What distinguishes Heuer's book from others that argue for and against human and industrial impacts on the environment is his up close -- very up close -- and personal approach to his subject matter. At times he writes with the objectivity of the scientist, keeping meticulous diarized records, quoting from a US Geological Survey, referring to a research paper about the history of the Porcupine caribou herd, noting temperature changes of 20 degrees in one day, or measuring four-inch bear claw tracks. But he has an eye and an ear for poetry and drama. We see this in vivid descriptions of a golden eagle swooping down on a ground squirrel, or the caribou herds migrating across the tundra and the thrumming of the herd that becomes such an integral force in his attempts at understanding their migration. Heuer's vivid depictions of both the beauty and the harshness of the pristine environment he and his wife experienced are outstanding.
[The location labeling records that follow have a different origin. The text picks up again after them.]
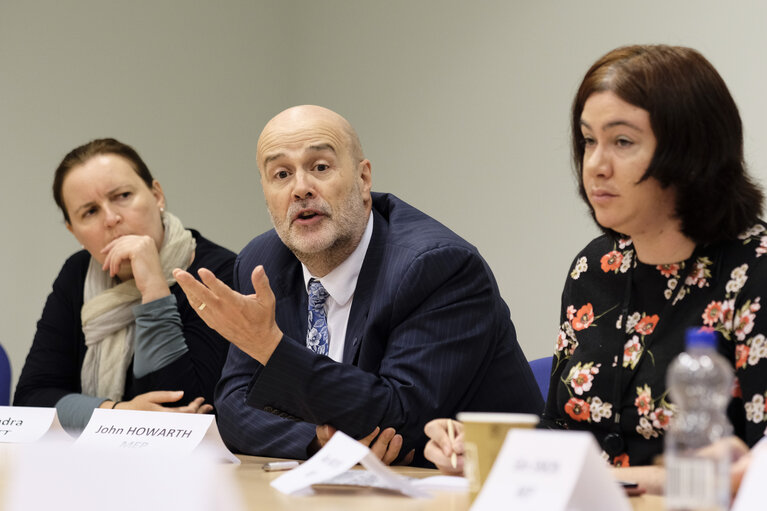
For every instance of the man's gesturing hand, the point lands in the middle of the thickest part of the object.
(247, 321)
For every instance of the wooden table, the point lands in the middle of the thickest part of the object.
(257, 494)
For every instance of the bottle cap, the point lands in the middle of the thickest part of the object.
(700, 338)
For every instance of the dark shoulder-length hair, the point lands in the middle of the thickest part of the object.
(698, 131)
(80, 155)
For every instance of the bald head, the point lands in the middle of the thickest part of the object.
(307, 121)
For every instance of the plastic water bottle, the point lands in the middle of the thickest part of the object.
(700, 382)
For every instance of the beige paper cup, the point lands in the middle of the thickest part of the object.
(483, 436)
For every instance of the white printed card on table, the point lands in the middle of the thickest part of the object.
(551, 470)
(155, 432)
(336, 458)
(27, 424)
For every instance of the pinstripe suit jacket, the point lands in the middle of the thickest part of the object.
(428, 336)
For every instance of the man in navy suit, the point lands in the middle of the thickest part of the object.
(413, 326)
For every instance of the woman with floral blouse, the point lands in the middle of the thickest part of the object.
(658, 152)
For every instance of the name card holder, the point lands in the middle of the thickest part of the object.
(155, 432)
(551, 470)
(27, 424)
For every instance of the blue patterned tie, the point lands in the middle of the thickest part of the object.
(317, 338)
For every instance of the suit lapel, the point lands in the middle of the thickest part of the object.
(365, 289)
(291, 299)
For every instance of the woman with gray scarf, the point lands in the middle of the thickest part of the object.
(116, 330)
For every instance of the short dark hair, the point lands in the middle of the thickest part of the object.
(80, 155)
(698, 131)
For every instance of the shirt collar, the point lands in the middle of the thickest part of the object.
(342, 280)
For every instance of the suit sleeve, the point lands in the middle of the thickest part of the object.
(430, 354)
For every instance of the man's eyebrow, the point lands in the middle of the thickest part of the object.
(321, 147)
(272, 157)
(91, 203)
(613, 124)
(313, 148)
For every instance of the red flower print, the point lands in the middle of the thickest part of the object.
(611, 261)
(643, 402)
(668, 270)
(647, 324)
(661, 418)
(622, 460)
(712, 314)
(741, 355)
(578, 409)
(584, 317)
(581, 382)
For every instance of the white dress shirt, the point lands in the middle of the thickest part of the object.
(340, 284)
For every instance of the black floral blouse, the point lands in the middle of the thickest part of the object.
(624, 321)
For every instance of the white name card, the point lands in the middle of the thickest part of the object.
(63, 477)
(337, 456)
(751, 493)
(155, 432)
(26, 424)
(551, 470)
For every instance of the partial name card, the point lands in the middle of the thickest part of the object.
(751, 493)
(552, 470)
(155, 432)
(27, 424)
(339, 455)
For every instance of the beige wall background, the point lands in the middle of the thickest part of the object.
(461, 106)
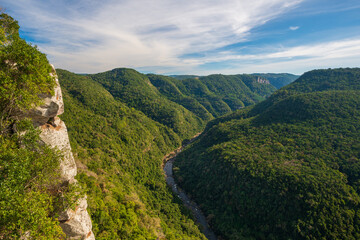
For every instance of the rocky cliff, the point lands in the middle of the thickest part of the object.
(76, 224)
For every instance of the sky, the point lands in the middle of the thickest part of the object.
(192, 36)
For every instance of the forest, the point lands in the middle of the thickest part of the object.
(278, 157)
(286, 168)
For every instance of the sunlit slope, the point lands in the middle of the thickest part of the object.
(287, 168)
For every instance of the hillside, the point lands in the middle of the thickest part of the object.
(213, 95)
(287, 168)
(278, 80)
(119, 152)
(121, 123)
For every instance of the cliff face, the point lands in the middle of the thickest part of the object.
(76, 224)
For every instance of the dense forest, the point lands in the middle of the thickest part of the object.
(121, 123)
(30, 195)
(278, 80)
(286, 168)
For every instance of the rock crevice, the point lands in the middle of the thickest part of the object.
(76, 224)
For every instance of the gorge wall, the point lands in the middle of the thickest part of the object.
(76, 224)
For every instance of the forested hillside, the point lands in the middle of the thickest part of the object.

His descriptions of attacks by predators and the hazards and hardships the female caribou of the 123,000 member herd endure as they roam the 96,000 square miles of their range on their way to and from the calving grounds are indelible etchings.
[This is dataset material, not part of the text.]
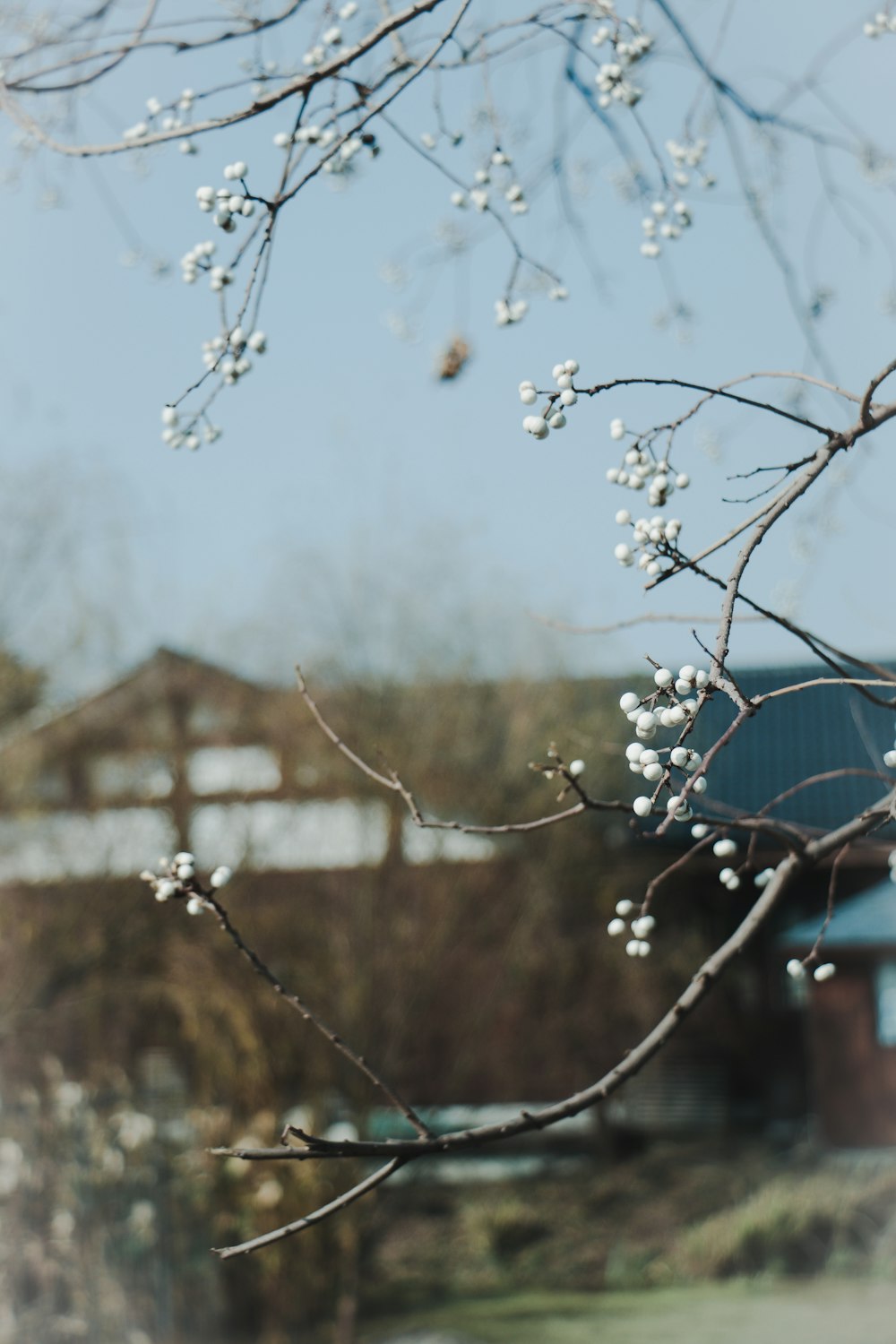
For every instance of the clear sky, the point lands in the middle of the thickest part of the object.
(357, 507)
The revelations of the intimacies, misunderstandings and even vociferous arguments about whether to quit or to continue their trek that Heuer and Allison engaged in are empathetically memorable too. Married only a few months before they began their trip, their honeymoon was far from ordinary. In fact, it became truly extraordinary with its days and nights of one sleeping bag proximity, smelly socks and underwear in a cramped tent, a couple of episodes of near starvation, various encounters with bears, bugs and wolves, episodes of falling through ice and ending with bleeding feet, storms when they and their tent were nearly blown away, and temperature changes from below freezing to mosquito-infested hot. All the while they had to keep an eye out for the caribou that sometimes came close enough to graze their tent, and at other times left them in their dust, literally and figuratively.
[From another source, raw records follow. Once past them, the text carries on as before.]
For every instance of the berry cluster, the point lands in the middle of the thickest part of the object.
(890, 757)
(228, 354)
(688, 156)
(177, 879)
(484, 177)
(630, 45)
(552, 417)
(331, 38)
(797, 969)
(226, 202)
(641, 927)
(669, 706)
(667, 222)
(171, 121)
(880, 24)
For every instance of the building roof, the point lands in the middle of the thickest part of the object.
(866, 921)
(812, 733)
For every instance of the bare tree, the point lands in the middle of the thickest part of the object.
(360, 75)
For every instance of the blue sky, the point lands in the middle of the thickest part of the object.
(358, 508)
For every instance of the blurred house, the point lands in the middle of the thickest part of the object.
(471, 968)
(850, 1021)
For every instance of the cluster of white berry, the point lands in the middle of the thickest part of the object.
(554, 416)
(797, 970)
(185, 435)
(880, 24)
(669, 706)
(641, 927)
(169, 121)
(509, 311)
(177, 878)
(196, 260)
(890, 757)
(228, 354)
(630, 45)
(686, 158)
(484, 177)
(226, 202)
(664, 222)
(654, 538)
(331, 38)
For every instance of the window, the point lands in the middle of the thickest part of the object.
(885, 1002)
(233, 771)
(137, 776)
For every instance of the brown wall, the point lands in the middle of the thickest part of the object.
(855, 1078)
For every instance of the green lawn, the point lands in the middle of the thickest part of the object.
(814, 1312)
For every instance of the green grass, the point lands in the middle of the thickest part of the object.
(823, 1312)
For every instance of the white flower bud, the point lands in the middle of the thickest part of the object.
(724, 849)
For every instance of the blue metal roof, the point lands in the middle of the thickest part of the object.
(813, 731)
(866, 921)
All in all, Heuer and Allison were glad to have taken the trip and hope their record of it in literary and visual form will be a wake-up call rather than a eulogy for the Porcupine herd's calving grounds. The result of their idealistic crusade remains to be seen; the record of their amazing arctic adventure is available right now for all to read, enjoy and ruminate on. | August 2006

 

M. Wayne Cunningham is a former community college English instructor and administrator and once served as the executive director of the Saskatchewan Arts Board. His reviews have appeared in Books in Canada, The Mystery Review, Mystery Readers Journal, The Vancouver Rain Review of Books and in a weekly column he formerly wrote for The Kamloops Daily News. He is a resident of Kamloops, British Columbia.